Siendo las 11 horas del día 4 de mayo de 2019 los Hermanos de la Salle aprovechando que era el 300 aniversario de la muerte de su Fundador: San Juan Bautista de La Salle, se juntaron unos 50 Hermanos en la Iglesia Parroquial de Cella (Teruel) para recordar al Venerable Hno. Adolfo, natural de ese pueblo. Se les unieron un buen grupo de personas del pueblo, se aproximaba a otros 50 vecinos. Celebraron la Eucaristía presidida por Don Enrique, Párroco del pueblo y D. Feliciano Afiliado al Instituto  y Capellán del Colegio La Salle de Teruel, que hizo la Homilía de la Eucaristía.

Luego se trasladaron a Teruel  para escuchar una conferencia del Hno Vice Postulador de la causa de Canonización del Hno Adolfo.

Tras las conferencia en Teruel siguió la convivencia  y celebración del título de la fiesta-encuentro: “La jamomada”.

Venerable Hermano Adolfo Lanzuela
(Resumen de la conferencia del Hno. Vice Postulador)

El Hermano Adolfo nació en Cella (Teruel, España) el 8 de noviembre de 1894. En el bautismo recibió el nombre de Leonardo. Obtenido en Teruel el título de Maestro Nacional en la Escuela Normal de Magisterio, ejerció su labor docente en Zaragoza a donde se había trasladado en setiembre de 1920. Se estrenó como educador en el colegio San Felipe que ocupaba el palacio de los Condes de Argillo (hoy museo de Pablo Gargallo) adosado a la parroquia de los Santos Felipe y Santiago, el Menor, apóstoles.

Sintió la llamada de Dios a la vida religiosa y siguiendo el consejo de las personas a quienes consultó ingresó en el Noviciado que los Hermanos de la Salle tenían en Irún. Al tomar el Hábito religioso de Hermano, cambió su nombre de pila, Leonardo, por el de religioso Hno. Junián Adolfo , siendo Adolfo el nombre con el que se le conoció durante su vida. Tras el año de Noviciado y otro más de estudios religiosos en Talance, Francia, cerca de Burdeos, volvió a Zaragoza, donde permaneció, salvo un año en Beasain (Guipúzcoa), hasta su muerte, entregado a la educación humana y cristiana de los niños y jóvenes durante más de medio siglo, por lo que mereció el título de el apóstol de Montemolín.

Falleció el 14 de marzo de 1976 en Zaragoza.
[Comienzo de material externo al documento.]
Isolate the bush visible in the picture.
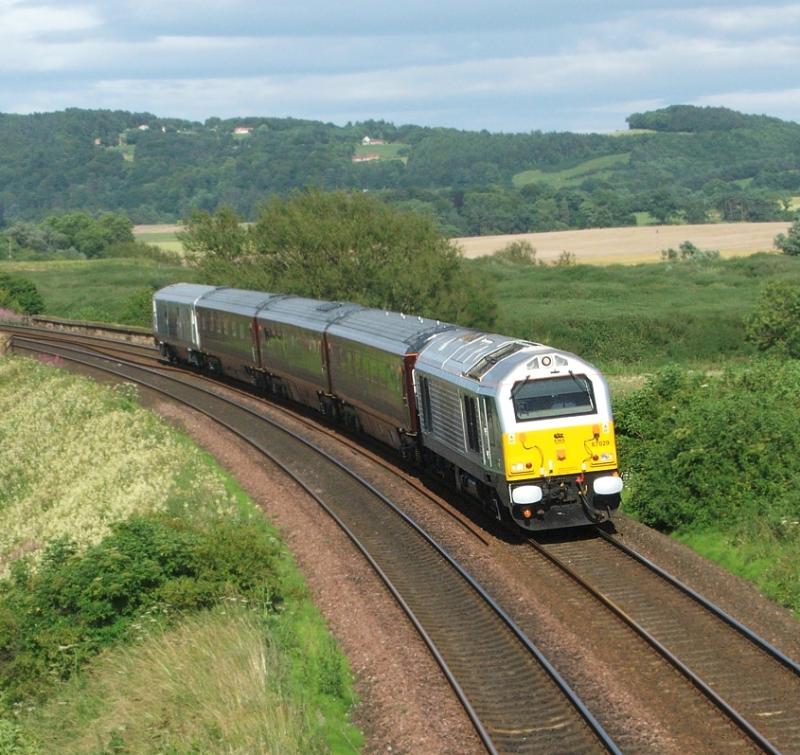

La fama de hombre de fe, religioso observante, caritativo y santo le acompañó toda su vida y creció después de su muerte. Ello motivó la apertura del Proceso diocesano para su Canonización. Terminado dicho Proceso diocesano sus Actas fueron enviadas en 1991 a Roma a la Congregación para las Causas de los Santos, donde se abrió el Proceso correspondiente.

El día 17 de diciembre de 2015, el Papa Francisco autorizó a esta Congregación la promulgación de un decreto en el que se reconocen las virtudes heroicas del Hermano Adolfo.

Con este reconocimiento, la Iglesia lo incluye en la lista de Venerables.